Perché più di vent’anni fa ha deciso di cambiare nome e vita?
«Molte persone scalano le montagne e io un giorno ho visto la cima della mia montagna. L’unica cosa che conta davvero è che il pubblico mi conosca attraverso le canzoni. Non mi interessa stare in cima alle classifiche di vendita: non c’è modo più bello per essere artista che conoscersi fino in fondo. So di essere in una posizione unica e invidiabile.
Credo in me stesso e finalmente mi sento libero dai vincoli commerciali».
Le capita di sentire nostalgia degli Stati Uniti?
«A dire il vero mi resta molto difficile seguire cosa succede lì. Non li conosco più. I miei figli sono nati in Italia e la loro madre è nata in Italia. E poi non sono mai stato tanto prolifico quanto lo sono da quando vivo qui. Negli Usa non c’è rispetto per gli artisti e apprezzamento per la qualità. L’industria musicale considera le canzoni solo come un prodotto da vendere, come se fossero automobili. Ho 62 anni e appartengo all’ultima generazione che a scuola ha studiato musica come materia obbligatoria. Insomma sono venuto in Italia a vivere il mio sogno americano. E non sarò né il primo né l’ultimo a farlo».
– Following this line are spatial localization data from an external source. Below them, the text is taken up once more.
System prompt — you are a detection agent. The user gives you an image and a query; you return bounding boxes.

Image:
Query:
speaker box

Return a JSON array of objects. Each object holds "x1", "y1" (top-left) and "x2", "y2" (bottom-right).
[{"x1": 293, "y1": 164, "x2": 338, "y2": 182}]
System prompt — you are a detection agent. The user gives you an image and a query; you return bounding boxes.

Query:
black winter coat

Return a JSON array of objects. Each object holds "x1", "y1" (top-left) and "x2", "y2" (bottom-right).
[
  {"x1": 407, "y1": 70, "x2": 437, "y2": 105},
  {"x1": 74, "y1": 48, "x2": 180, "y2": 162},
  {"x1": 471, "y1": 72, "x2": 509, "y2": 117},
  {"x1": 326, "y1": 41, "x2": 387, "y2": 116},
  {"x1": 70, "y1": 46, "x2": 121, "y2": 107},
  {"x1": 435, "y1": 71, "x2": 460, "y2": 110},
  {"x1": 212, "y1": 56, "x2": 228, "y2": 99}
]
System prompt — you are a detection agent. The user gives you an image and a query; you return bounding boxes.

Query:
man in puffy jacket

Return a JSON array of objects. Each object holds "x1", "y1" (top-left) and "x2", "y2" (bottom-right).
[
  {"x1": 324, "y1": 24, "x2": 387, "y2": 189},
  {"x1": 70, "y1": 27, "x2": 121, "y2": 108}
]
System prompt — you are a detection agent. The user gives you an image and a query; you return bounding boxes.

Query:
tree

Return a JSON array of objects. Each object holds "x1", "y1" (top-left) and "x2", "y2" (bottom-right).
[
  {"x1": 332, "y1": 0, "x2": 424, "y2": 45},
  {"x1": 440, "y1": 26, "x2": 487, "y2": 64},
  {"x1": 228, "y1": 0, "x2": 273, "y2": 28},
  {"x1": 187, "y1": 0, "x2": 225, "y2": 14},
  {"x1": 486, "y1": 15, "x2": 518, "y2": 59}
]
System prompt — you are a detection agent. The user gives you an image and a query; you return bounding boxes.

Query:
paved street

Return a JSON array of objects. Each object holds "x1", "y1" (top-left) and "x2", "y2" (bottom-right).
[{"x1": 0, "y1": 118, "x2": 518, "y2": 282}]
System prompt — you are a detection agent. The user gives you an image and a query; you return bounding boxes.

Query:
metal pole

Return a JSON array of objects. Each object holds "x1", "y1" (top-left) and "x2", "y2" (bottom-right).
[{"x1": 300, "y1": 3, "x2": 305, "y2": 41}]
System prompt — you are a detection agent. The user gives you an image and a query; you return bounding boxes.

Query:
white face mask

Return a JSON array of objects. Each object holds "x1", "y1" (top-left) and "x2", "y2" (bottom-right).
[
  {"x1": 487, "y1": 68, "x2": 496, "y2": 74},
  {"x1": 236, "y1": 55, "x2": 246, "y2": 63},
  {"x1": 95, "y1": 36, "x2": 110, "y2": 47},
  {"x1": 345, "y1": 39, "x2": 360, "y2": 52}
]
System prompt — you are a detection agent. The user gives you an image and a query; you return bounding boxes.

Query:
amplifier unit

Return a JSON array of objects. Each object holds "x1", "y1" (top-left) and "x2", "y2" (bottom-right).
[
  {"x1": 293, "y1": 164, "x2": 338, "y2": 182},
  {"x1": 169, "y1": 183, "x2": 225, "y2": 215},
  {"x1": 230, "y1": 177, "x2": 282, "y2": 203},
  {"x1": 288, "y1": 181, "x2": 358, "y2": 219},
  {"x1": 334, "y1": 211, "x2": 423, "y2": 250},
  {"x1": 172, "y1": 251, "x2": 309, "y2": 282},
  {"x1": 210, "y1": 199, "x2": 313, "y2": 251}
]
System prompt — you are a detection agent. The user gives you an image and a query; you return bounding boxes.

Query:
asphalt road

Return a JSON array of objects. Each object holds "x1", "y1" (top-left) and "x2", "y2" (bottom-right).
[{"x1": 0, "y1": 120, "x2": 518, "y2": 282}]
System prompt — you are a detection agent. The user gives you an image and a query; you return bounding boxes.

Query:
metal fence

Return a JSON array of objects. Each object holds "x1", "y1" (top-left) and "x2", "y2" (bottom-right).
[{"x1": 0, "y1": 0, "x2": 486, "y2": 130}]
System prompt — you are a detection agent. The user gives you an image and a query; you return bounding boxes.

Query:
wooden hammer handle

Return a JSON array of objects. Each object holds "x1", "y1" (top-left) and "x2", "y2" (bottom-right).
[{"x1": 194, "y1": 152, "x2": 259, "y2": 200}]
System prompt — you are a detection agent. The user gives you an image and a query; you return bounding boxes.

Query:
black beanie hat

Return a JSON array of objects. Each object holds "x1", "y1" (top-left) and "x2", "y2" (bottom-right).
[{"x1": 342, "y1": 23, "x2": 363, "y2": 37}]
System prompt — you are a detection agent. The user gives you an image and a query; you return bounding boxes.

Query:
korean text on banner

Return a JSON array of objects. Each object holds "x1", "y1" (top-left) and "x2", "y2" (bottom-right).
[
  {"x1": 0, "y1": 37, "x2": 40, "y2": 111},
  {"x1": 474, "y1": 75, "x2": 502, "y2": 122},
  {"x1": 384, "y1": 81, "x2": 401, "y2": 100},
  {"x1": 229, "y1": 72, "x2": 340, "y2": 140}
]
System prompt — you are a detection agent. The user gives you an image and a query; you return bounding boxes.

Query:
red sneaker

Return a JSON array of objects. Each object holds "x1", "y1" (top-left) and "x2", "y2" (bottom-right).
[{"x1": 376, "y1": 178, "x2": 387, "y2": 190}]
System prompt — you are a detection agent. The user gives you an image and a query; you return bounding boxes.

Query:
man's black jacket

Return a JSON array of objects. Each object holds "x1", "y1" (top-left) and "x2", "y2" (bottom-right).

Non si pente mai della sua scelta?
«Sono sposato da più di vent’anni e penso che la cosa migliore che abbia fatto nella vita sia stata quella di sposare mia moglie Francesca e mettere al mondo Francesco e Federico. Se metti la musica al primo posto, la musica saprà sempre prendersi cura dite».
La nuova tournée partirà il 7 giugno dall’Olanda. Che rapporto ha con le sue hit del passato?
«Mi hanno cambiato la vita per sempre. Ma c’è stato un enorme prezzo da pagare: è come se avessi perso la mia vita. Quella situazione mi ha provocato periodi di grande amarezza. Poi mi sono svegliato e mi sono accorto che il mondo che avevo sognato non esisteva più. Ci ho messo tanto a prendere le distanze da quelle canzoni. Poi ho cominciato a riascoltarle ma con un maggiore distacco. Ma io non vivo nel passato. La musica possiede la magia per creare nuove vite e sono interessato solo a quello che accadrà domani».
Poi Sananda si siede al pianoforte a coda e canta con l’accompagnamento del quartetto d’archi. Eccola lì tutta la magia della musica.